他们曾经多次劝阻将军,让她保重身体,从长计议,但每当她有动摇的时候,可恶的棠溪城总会一番巧言令色,哄得将军披甲上阵。
不要脸的狗东西!私下里,将士们一提起棠溪城总是咬牙切齿,半点都看不上,自己急着拿军功那就自己亲上战场啊,就会哄着相好的替自己卖命,一点都不顾惜相好的满身的伤,那军功拿的心亏不亏的慌?什么玩意儿!
呸!
将士们的唾沫几乎都呸给棠溪城了,连一向斯文的军师都曾在喝酒后暗暗吐过唾沫。棠溪城也心知肚明,但从不介意,他有大志,不屑理会鸟雀的聒噪之声。
但是在登上帝位后,他对这些将士们逐一进行了报复,专门将他们派往苦寒或湿热之地驻守边关,还不及时供应后勤,导致他们饥寒交迫,很多就折损在了边疆。
睚眦必报的小人!
“殿下,此时我们冒然出兵,虽然可以打得对方一个措手不及,但也会给我们自己带来严重损失,得不偿失。我们还是用缓兵之计,以最小的伤亡达到目的。”江可可缓声出口,满脸恭敬,双眼坦诚。
棠溪城看到江可可对自己仍旧是恭敬信服的样子,堵塞在胸口的不虞瞬间烟消云散,他虽然着急,但也知道现下不能和她闹僵,于是笑语晏晏,“那是当然。可可,你安心养伤,等养好了伤,我们再做商议。”
一旁的卫立峰看不得他那副惺惺作态的假相,忍不住翻了个白眼,江可可只想踹他一脚,再怎么看不上棠溪城,他的身份背景在那儿摆着,你一个小小的副将敢给皇子脸色,不要命了!
“我累了,想歇着了。殿下,您公务繁忙,切勿因我误了政事。”江可可面露倦色,声音略有些虚弱。
俩人看她这样,也都不再打扰她了,卫立峰立即就退下了,而棠溪城一番关心体贴言语后才走开。
“他可真会做样子!原主一世英名,怎么就没看出来他的虚伪来?”小狐狸纳闷道。
“呵!一世英名?现实世界里多少大佬、高位之人,不都是为了惺惺作态的绿茶小白莲抛弃原配妻子?他们什么形形色色的人没见过,什么大风大浪没经历过,但不都被众人眼里的妖艳贱货给拿下了,就是吃那一套呀!”
“啧啧啧,可真没道理可讲!”小狐狸咂舌。
“道理?心在哪儿,道理在哪儿。”
第104章
接下来的两天,江可可都待在军帐中静卧养病,棠溪城每天都过来嘘寒问暖一番,而江可可维持着表面的和谐与他虚与委蛇。
因为,军中的粮草需要他和朝廷斡旋才能按时按量运来。
明明知道边境艰苦,但朝中就是有人死捏着粮草、银两不放,一点也不体谅边疆战士的辛苦。

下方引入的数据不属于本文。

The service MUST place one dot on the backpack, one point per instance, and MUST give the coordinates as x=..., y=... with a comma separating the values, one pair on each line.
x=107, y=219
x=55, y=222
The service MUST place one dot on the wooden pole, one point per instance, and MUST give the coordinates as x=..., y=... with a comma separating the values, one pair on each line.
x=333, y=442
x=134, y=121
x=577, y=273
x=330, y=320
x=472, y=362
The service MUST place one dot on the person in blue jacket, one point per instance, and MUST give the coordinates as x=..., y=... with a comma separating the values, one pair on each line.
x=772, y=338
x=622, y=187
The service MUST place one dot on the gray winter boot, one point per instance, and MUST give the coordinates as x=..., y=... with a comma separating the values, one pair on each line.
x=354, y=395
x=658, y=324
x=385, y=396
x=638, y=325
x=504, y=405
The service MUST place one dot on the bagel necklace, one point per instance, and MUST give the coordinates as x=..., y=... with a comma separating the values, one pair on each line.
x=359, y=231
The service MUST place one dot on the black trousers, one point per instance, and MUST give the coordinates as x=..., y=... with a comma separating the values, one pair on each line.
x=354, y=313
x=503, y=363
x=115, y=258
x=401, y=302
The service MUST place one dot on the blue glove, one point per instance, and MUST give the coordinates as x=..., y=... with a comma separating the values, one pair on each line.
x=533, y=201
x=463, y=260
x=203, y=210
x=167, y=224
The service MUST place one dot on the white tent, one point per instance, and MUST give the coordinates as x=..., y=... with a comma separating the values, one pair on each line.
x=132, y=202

竟然有大臣说,边疆不是有很多野兔野物吗?一人打来一只,数量也足够多了,够吃了。
听听,什么话!
还有大臣竟然提议要把给马吃的糠料加进将士吃的粮食里面,美名其曰减少开支。
简直罄竹难书,这是人说的话吗?
还好有棠溪城。
他憋着一股劲,就冲着军功来的。因此,为了他的军功,他与朝中权势打通了关系,粮草才得以保质保量供给,没让将士们在为朝廷效力的同时,还要遭受朝廷的盘剥。
为了填饱将士们的肚子,江可可不能任性而为。
到了第三天,江可可可以下地走路了,她就走出了帐篷,到各处溜达,看一看古时军营的状况。
一切看起来井然有序,每个人都认真做自己手头的事情。
喂牲口的喂牲口,做饭的做饭,看书的看书,训练的训练,没有打架斗殴,没有喝酒猜拳,看得出来,军纪严明,将士们也很守规矩。
原主真是治军有方。
能把一群桀骜不驯的练武之人训练成守规矩、讲纪律的士兵,很了不起。
溜达间,看到了棠溪城的近卫孙寒捧着一迭书信经过,但是孙寒看到江可可却明显有些心慌,眼睛都不敢瞧她。